The ways in which Indigenous culture used to be regarded in Vancouver, and even at UBC, often was exactly that—culture on display, but in a way that often encouraged people to think of it as a past relic. Visibility is most meaningful if it is a pathway to further thought. That’s why we work hard to take advantage of things that create visibility, such as the “Victory Through Honour” pole by Brock Hall, by relating aspects of its history, because they open the way to some deeper realizations. Nominalization is always a danger, even with things such as territorial acknowledgements at events, but we can all work to give those things the reality that makes them do more. A lot of recent developments, including all the Indigenous art at YVR, manages to be beautiful and evoke a sense of place, but in a way that is contemporary, respectful, and, I think quite functional.
Why do we so closely link Christianity to whiteness Is it justified to do so today with an ethnically diverse community?
Historically, in the introduction of Christianity to North America, it has that connection, but Christianity is widely practiced all over the world by non-white people, and, for instance, in Canada, many Indigenous people are Christian. However one feels about Christianity and its effects, it is worth sorting out issues of present faith and belief from an assessment of the historical effects, and from actions, such as the residential schools, taken in the name of Christianity in the past, for which some churches really do want to atone.

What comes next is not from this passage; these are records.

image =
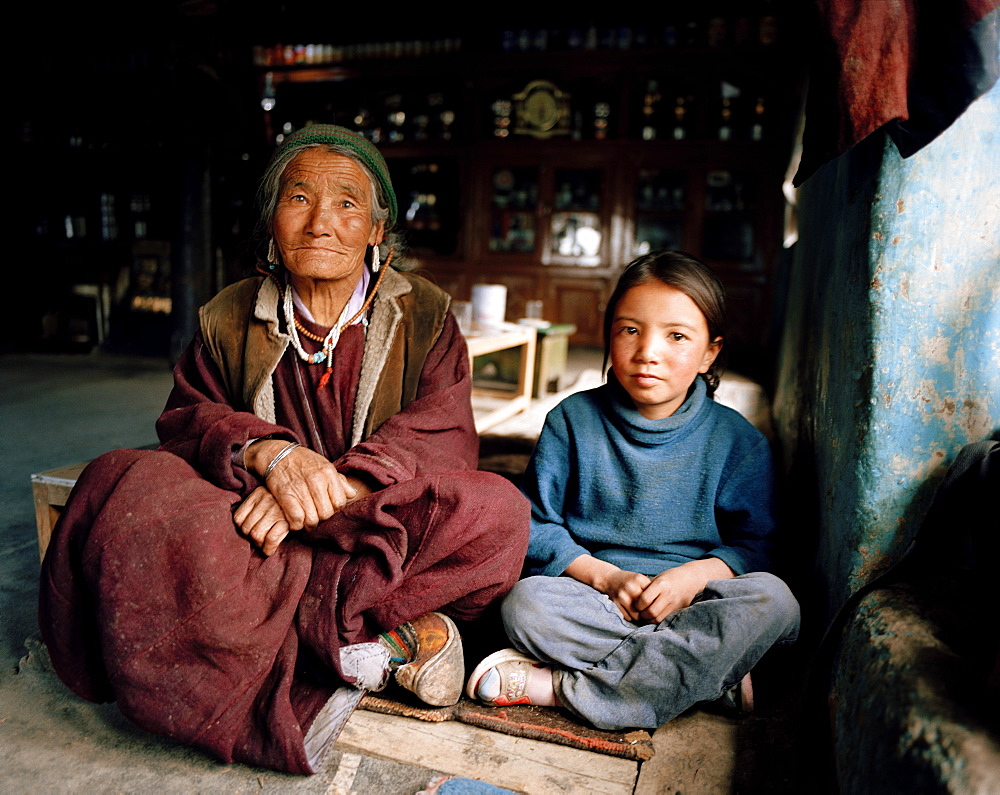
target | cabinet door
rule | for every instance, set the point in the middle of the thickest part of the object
(514, 210)
(580, 302)
(661, 199)
(577, 227)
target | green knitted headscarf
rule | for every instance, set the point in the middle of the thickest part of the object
(362, 148)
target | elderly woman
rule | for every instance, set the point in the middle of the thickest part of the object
(312, 522)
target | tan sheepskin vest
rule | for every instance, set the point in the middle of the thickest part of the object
(241, 330)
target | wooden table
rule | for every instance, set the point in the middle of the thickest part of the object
(510, 335)
(51, 490)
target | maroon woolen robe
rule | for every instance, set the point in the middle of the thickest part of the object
(150, 595)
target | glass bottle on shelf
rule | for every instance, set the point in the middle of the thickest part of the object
(659, 204)
(514, 208)
(575, 227)
(727, 232)
(757, 128)
(680, 122)
(650, 111)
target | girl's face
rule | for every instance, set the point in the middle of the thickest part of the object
(659, 345)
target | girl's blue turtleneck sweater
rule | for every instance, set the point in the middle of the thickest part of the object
(647, 495)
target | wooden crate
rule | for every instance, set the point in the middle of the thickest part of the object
(51, 490)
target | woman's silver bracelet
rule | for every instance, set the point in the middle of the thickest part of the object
(285, 451)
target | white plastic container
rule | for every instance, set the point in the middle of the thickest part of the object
(489, 305)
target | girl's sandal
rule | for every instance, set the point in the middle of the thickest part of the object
(501, 679)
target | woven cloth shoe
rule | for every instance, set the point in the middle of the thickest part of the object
(501, 680)
(738, 699)
(437, 670)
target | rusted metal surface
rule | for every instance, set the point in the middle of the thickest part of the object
(890, 360)
(889, 365)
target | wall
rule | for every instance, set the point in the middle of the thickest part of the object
(889, 360)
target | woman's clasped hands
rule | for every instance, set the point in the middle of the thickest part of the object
(302, 490)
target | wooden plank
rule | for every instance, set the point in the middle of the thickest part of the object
(51, 490)
(696, 754)
(513, 762)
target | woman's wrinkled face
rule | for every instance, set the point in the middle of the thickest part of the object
(323, 220)
(659, 345)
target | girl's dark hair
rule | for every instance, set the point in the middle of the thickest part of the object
(692, 277)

Does the panel have any thoughts on engaging immigrant communities in Canada with notions of hybridization. Specifically would encouraging an interest in each others histories be beneficial to bridge the gap?
I am personally quite averse to the application of terms from biology and animal husbandry to thinking about human relations—perhaps because in my own life I have found terms such as “half-breed” so problematic. Given that, I am not a fan of “hybridization” though I am very familiar with its many applications in cultural theory. There are, however, many useful ways of thinking about interrelation between groups, both in ancestry and in culture. There are now quite a few people recognizing, for instance, the historical interactions and familial relations between Indigenous and Chinese people in the lower mainland. Many of us have ancestry from more than one group, and many of us are more willing to talk about it than our ancestors were, who may have had less freedom to do so. I think it is a truly promising area of thought and action.
Given comments on apartheid in South Africa can you discuss pass system that applied to indigenous people in Canada?
I have not personally done the research, but my understanding is that those who put together the apartheid system in South Africa took a real interest in the construction of the reserve system in Canada, just as those who constructed the residential school system in Canada studied the American model. In both good and bad ways, people do tend to follow examples of others. There are many aspects of Canadian policy, and the pass system is one of them, that most people do not yet know about. There’s plenty more to think about there.